Fotograma de 'Crimes of the Future', David Cronenberg dir., 2022
Fotograma de 'Crimes of the Future', David Cronenberg dir., 2022

No hay nada más subversivo y a la vez más reaccionario que la evolución. La evolución es una violencia transmutatoria que supera toda influencia cultural del ser humano sobre su cuerpo, por más radical y violenta que esta sea. A la vez, la evolución es una fuerza conservadora que desafía y resiste desde el imperativo de sus ignotos ritmos y planes, cualquier variación apresurada y desesperada que se le quiera practicar al organismo para convertirlo en dispositivo cultural, en signo.
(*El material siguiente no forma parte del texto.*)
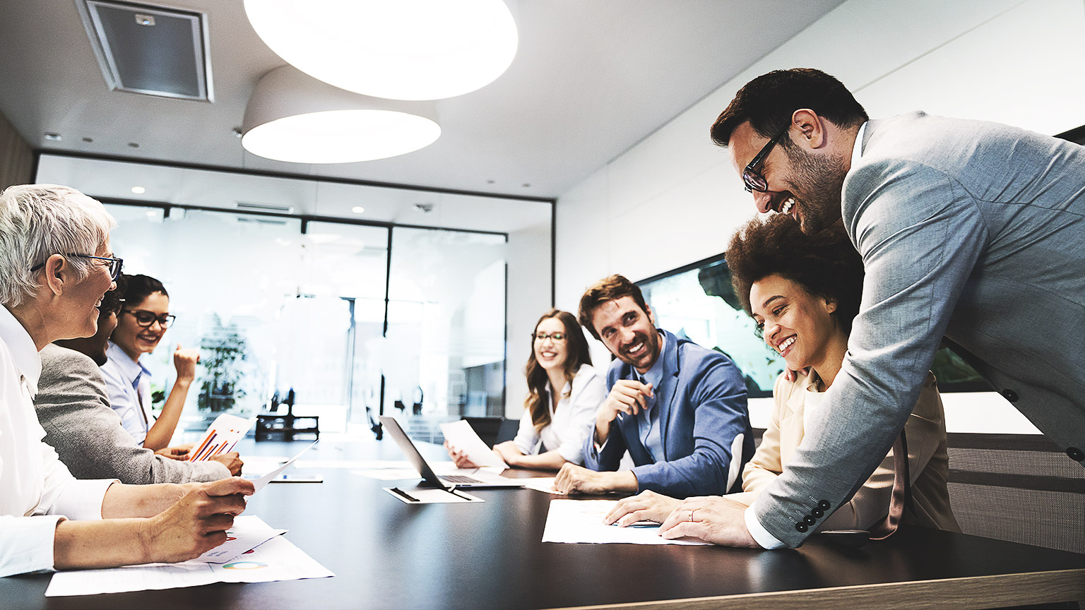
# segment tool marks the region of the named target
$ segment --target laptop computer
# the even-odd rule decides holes
[[[394,417],[380,416],[381,424],[388,435],[399,445],[407,456],[407,461],[422,475],[421,486],[424,487],[523,487],[523,479],[507,479],[500,474],[487,472],[481,468],[458,468],[449,474],[438,475],[419,453],[414,442],[407,436],[399,422]]]

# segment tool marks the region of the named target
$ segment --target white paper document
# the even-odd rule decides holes
[[[659,525],[607,525],[603,517],[617,500],[550,500],[545,543],[625,543],[636,545],[706,545],[692,539],[667,539],[660,536]]]
[[[245,419],[235,415],[222,414],[215,418],[207,433],[199,443],[192,445],[190,461],[203,461],[217,455],[233,450],[233,446],[245,437],[248,429],[256,423],[256,418]]]
[[[210,583],[269,583],[334,576],[286,538],[277,536],[225,564],[149,563],[53,574],[46,597],[192,587]]]
[[[465,419],[441,424],[441,432],[445,435],[445,441],[449,445],[467,454],[468,459],[475,466],[487,466],[505,470],[509,465],[497,457],[486,443],[475,433],[471,424]]]
[[[320,442],[319,440],[314,441],[312,445],[316,445],[319,442]],[[275,479],[276,476],[278,476],[283,470],[286,470],[286,468],[289,468],[290,465],[294,463],[295,459],[302,457],[302,454],[304,454],[305,452],[311,449],[312,445],[309,445],[309,446],[305,447],[304,449],[302,449],[301,452],[298,452],[298,454],[296,456],[294,456],[294,457],[290,458],[289,460],[286,460],[286,463],[280,466],[279,468],[272,470],[271,472],[268,472],[264,476],[260,476],[259,479],[253,479],[253,487],[255,487],[255,490],[253,491],[253,493],[255,494],[256,492],[263,490],[264,485],[267,485],[268,483],[271,482],[272,479]]]
[[[392,497],[404,504],[455,504],[464,501],[486,501],[478,496],[471,495],[463,490],[450,492],[441,487],[381,487]]]
[[[208,550],[192,561],[226,563],[239,555],[252,550],[271,538],[285,534],[286,530],[275,530],[255,514],[243,514],[233,520],[233,528],[226,531],[226,542]]]
[[[528,490],[535,490],[536,492],[544,492],[547,494],[553,494],[556,496],[563,496],[565,494],[553,488],[554,476],[535,476],[533,479],[523,479],[524,486]]]

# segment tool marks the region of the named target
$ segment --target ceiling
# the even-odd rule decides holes
[[[394,158],[301,165],[241,148],[253,87],[284,65],[241,0],[158,4],[208,15],[214,103],[111,91],[74,0],[2,0],[0,112],[38,150],[552,199],[841,0],[507,3],[520,34],[508,72],[438,101],[441,138]]]

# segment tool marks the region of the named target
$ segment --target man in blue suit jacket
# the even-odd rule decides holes
[[[656,329],[640,289],[622,276],[585,292],[579,319],[617,360],[584,448],[587,468],[564,465],[557,488],[677,497],[741,491],[753,436],[745,383],[730,358]],[[618,471],[627,450],[635,466]]]

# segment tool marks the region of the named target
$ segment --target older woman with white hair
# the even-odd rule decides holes
[[[183,561],[226,541],[253,484],[78,481],[44,444],[38,352],[95,332],[120,259],[101,203],[67,187],[0,193],[0,576]],[[68,520],[71,519],[71,520]]]

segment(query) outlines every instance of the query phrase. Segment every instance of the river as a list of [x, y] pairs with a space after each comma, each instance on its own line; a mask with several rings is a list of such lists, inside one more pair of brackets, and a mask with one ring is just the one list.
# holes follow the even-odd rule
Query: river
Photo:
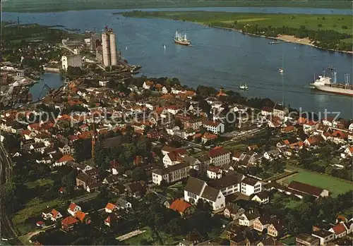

Un significante rebelde que tritura todo significado.

La metamorfosis inducida de los cuerpos, aunque resulte gesto emancipador de las determinantes biologicistas tras las que se escudan las ideologías conservadoras para atacar a quienes buscan la sincronía armónica de sus organismos con sus ideas, resulta –irónicamente–, a la vez, un acto de dominación de la naturaleza, una operación prepotente y colonizadora de un territorio que ya es expresión de lógicas previas y externas a la esfera humana.
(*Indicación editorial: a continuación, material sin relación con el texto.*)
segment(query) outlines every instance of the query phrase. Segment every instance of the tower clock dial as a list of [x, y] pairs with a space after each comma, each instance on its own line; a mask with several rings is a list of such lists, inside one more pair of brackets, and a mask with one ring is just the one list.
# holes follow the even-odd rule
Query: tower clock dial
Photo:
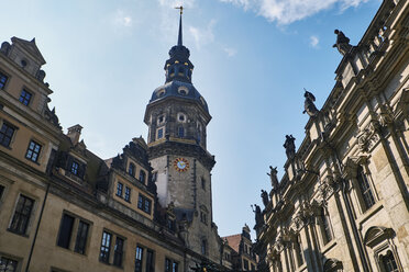
[[177, 158], [174, 161], [174, 167], [179, 172], [186, 172], [189, 169], [189, 161], [185, 158]]

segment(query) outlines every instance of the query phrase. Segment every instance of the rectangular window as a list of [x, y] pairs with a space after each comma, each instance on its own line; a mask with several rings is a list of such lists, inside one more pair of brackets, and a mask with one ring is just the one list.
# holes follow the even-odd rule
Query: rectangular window
[[59, 235], [57, 246], [69, 248], [74, 226], [74, 217], [67, 214], [63, 215], [62, 225], [59, 226]]
[[248, 261], [247, 260], [243, 260], [244, 261], [244, 270], [248, 270]]
[[15, 272], [18, 261], [11, 260], [5, 257], [0, 258], [0, 272]]
[[117, 237], [115, 247], [113, 249], [113, 265], [121, 268], [123, 257], [123, 239]]
[[177, 272], [178, 271], [178, 263], [174, 260], [168, 258], [165, 259], [165, 272]]
[[140, 194], [137, 199], [137, 207], [146, 214], [151, 214], [151, 200]]
[[123, 199], [131, 202], [131, 189], [129, 186], [125, 186], [125, 196]]
[[41, 151], [41, 145], [35, 143], [34, 140], [31, 140], [29, 148], [27, 148], [27, 152], [25, 154], [25, 158], [31, 161], [36, 162], [38, 159], [40, 151]]
[[88, 229], [89, 229], [89, 224], [85, 223], [84, 220], [79, 220], [77, 239], [75, 241], [75, 249], [74, 249], [75, 252], [85, 254], [86, 247], [87, 247]]
[[117, 195], [122, 197], [122, 189], [123, 189], [123, 184], [121, 182], [118, 182], [117, 184]]
[[177, 129], [177, 134], [180, 138], [185, 137], [185, 128], [183, 126], [179, 126]]
[[143, 258], [143, 248], [136, 246], [135, 253], [135, 272], [142, 272], [142, 258]]
[[9, 147], [15, 128], [8, 123], [3, 123], [0, 129], [0, 145]]
[[155, 253], [146, 249], [146, 272], [155, 272]]
[[24, 105], [29, 105], [30, 103], [30, 100], [31, 100], [31, 97], [33, 97], [29, 91], [26, 91], [25, 89], [23, 89], [21, 91], [21, 94], [20, 94], [20, 98], [19, 98], [19, 101], [21, 103], [23, 103]]
[[0, 71], [0, 89], [3, 90], [7, 83], [8, 77]]
[[15, 207], [14, 216], [10, 225], [11, 231], [25, 235], [33, 206], [34, 200], [24, 195], [20, 195], [19, 202]]
[[78, 162], [77, 161], [73, 161], [71, 169], [70, 169], [71, 173], [74, 173], [75, 175], [78, 175], [78, 168], [79, 168]]
[[104, 263], [109, 263], [109, 253], [111, 250], [112, 235], [110, 233], [102, 233], [101, 250], [99, 253], [99, 260]]
[[157, 138], [162, 139], [164, 137], [164, 128], [157, 129]]

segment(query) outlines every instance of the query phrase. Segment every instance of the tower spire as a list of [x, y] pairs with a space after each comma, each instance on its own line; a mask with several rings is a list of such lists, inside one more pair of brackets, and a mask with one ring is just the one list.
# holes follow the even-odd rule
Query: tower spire
[[176, 7], [175, 9], [180, 10], [180, 19], [179, 19], [179, 35], [178, 35], [178, 38], [177, 38], [177, 45], [178, 45], [178, 46], [181, 46], [181, 45], [183, 45], [183, 34], [181, 34], [181, 14], [184, 14], [184, 7], [180, 5], [180, 7]]

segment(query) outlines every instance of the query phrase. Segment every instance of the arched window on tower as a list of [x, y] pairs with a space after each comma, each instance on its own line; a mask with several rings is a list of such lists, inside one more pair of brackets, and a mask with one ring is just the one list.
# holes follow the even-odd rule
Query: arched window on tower
[[177, 128], [177, 136], [180, 138], [185, 137], [185, 128], [183, 126]]
[[368, 177], [364, 173], [364, 169], [362, 168], [362, 166], [358, 166], [357, 168], [356, 180], [361, 190], [365, 209], [368, 209], [375, 204], [375, 196], [374, 192], [372, 191]]
[[145, 184], [146, 173], [144, 170], [140, 171], [140, 181]]
[[332, 230], [331, 230], [331, 223], [330, 217], [325, 211], [325, 208], [321, 208], [320, 213], [320, 227], [321, 227], [321, 236], [323, 245], [327, 245], [329, 241], [332, 240]]
[[135, 177], [135, 165], [134, 163], [130, 163], [129, 168], [128, 168], [128, 173], [131, 174], [132, 177]]

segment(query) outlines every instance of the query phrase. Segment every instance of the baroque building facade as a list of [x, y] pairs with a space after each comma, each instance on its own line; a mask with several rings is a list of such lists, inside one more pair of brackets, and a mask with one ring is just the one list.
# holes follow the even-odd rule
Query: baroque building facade
[[262, 271], [409, 271], [409, 2], [385, 0], [256, 207]]
[[64, 134], [35, 39], [0, 48], [0, 271], [226, 269], [212, 220], [210, 122], [181, 43], [146, 106], [147, 143], [103, 160]]

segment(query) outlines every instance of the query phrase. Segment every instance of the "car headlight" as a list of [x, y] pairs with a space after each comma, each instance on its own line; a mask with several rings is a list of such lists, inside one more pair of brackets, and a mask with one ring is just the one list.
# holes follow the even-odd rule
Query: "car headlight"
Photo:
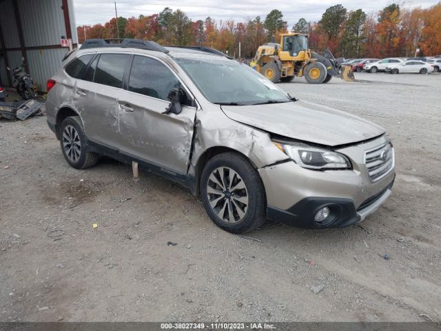
[[273, 141], [276, 146], [300, 167], [315, 170], [351, 169], [352, 165], [342, 154], [329, 150]]

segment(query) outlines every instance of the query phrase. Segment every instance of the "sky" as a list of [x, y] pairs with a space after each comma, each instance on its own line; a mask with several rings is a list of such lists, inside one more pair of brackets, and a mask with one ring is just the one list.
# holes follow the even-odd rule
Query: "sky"
[[[128, 18], [140, 14], [151, 15], [162, 11], [165, 7], [181, 9], [192, 20], [204, 20], [207, 17], [220, 20], [243, 21], [247, 18], [260, 16], [265, 19], [273, 9], [283, 14], [283, 19], [290, 29], [301, 17], [307, 21], [318, 21], [328, 7], [341, 3], [348, 10], [362, 9], [366, 13], [376, 12], [391, 0], [116, 0], [118, 16]], [[398, 1], [402, 7], [423, 8], [433, 6], [439, 0]], [[74, 0], [75, 21], [77, 26], [104, 23], [115, 16], [112, 0]]]

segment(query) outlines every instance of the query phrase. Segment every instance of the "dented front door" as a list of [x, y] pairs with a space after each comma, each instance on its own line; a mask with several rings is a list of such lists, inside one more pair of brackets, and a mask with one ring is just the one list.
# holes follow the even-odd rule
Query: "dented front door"
[[163, 114], [172, 88], [181, 86], [156, 59], [135, 56], [127, 90], [119, 100], [120, 143], [127, 154], [162, 171], [187, 173], [196, 108], [183, 105], [179, 114]]

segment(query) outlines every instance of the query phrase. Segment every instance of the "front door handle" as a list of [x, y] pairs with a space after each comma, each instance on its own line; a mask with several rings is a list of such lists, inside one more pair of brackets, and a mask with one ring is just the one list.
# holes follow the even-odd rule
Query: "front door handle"
[[120, 103], [119, 106], [121, 108], [123, 111], [125, 113], [133, 112], [133, 108], [127, 103], [125, 105], [121, 105]]

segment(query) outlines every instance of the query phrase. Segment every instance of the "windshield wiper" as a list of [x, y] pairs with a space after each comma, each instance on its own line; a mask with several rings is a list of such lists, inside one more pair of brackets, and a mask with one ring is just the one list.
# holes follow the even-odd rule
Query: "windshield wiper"
[[283, 100], [283, 101], [280, 101], [280, 100], [267, 100], [266, 101], [258, 102], [257, 103], [253, 103], [252, 106], [267, 105], [268, 103], [285, 103], [285, 102], [289, 102], [289, 101], [288, 101], [288, 100]]
[[240, 102], [214, 102], [213, 103], [220, 106], [245, 106], [244, 103]]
Al reclamar el cuerpo como propiedad, como zona de influencia soberana y dispositivo de expresión política, se reniega al mismo tiempo la propiedad sumisa de este, de sus dinámicas preestablecidas, eones antes de la llegada de la autoconciencia de la especie como seres pensantes, que la empoderó y detonó la ilusión del “destino manifiesto”: la soberanía sobre el universo ergo sobre su cuerpo. Es un uróboros acerbo que se destroza la cola a dentelladas y la dureza de esta quiebra todos sus dientes.

Tenser o de la reacción

Estas contradicciones irresolubles –y sobre todo cataclísmicamente anárquicas para las perspectivas militantes de todo sino–, que añaden una partícula disonante a algunas de las más álgidas discusiones de la contemporaneidad sobre el cuerpo y la identidad de género, se explayan en el protagonista de Crímenes del futuro (Crimes of the Future, 2022), el más reciente largometraje de David Cronenberg. Película que es también resumen, manifiesto autoevocativo y desafiante testamento.
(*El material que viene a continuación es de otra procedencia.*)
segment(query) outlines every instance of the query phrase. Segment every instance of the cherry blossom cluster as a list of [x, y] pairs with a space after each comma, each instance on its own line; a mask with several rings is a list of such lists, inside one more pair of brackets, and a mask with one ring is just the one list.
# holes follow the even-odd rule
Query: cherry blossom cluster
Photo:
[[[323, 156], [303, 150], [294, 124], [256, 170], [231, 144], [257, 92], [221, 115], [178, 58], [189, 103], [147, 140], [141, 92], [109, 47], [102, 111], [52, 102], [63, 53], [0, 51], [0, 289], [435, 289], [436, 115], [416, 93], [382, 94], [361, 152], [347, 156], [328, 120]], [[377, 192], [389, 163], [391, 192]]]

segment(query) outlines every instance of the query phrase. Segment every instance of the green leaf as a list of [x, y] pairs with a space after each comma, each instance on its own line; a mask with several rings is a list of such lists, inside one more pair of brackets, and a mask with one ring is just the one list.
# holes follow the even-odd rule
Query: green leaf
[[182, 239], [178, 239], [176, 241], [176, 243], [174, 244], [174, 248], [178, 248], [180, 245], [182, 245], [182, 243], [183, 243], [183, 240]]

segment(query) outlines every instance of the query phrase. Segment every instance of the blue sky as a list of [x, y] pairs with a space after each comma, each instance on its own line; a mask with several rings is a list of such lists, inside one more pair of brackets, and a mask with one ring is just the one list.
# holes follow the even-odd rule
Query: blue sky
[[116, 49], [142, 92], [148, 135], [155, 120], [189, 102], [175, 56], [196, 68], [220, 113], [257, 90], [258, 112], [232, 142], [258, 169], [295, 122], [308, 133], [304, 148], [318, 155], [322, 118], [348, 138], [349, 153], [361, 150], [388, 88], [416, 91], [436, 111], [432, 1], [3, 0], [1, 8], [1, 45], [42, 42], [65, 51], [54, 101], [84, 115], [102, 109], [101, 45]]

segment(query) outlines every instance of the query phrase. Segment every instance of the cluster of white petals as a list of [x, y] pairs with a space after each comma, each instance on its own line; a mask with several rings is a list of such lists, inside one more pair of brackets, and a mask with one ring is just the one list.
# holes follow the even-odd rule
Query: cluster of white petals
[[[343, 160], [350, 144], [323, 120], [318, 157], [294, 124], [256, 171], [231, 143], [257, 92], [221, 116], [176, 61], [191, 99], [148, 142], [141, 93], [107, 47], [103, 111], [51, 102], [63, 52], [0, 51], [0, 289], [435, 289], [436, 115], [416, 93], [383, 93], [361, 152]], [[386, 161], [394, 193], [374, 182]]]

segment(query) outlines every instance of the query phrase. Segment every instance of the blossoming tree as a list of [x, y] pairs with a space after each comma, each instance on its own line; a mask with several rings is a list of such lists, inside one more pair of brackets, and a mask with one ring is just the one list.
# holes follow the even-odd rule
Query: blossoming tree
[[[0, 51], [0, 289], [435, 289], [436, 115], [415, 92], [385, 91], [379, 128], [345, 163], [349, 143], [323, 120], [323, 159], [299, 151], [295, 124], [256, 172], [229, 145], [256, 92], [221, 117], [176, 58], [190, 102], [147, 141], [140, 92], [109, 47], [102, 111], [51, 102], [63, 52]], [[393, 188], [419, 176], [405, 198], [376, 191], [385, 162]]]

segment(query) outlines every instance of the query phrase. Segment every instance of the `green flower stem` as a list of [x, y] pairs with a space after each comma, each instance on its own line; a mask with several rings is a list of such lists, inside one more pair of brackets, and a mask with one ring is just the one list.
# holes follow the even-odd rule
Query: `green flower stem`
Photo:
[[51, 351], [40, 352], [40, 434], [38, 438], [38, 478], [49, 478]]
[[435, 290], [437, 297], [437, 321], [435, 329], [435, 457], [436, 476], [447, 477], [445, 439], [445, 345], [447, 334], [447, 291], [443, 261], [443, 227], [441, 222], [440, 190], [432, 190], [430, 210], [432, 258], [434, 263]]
El cuerpo de Saul Tenser (Viggo Mortensen) es una intensa zona de guerra que, en el plano diegético de la cinta, redunda en un arte reaccionario, fascista. En el plano extradiagético deviene dispositivo distópico ideal, casi perfecto –pues la esencia de la distopía como campo genérico creativo (literario, fílmico, gráfico) es la espectacularización hiperbólica hasta la obscenidad, de las zonas más reaccionarias de la cultura humana.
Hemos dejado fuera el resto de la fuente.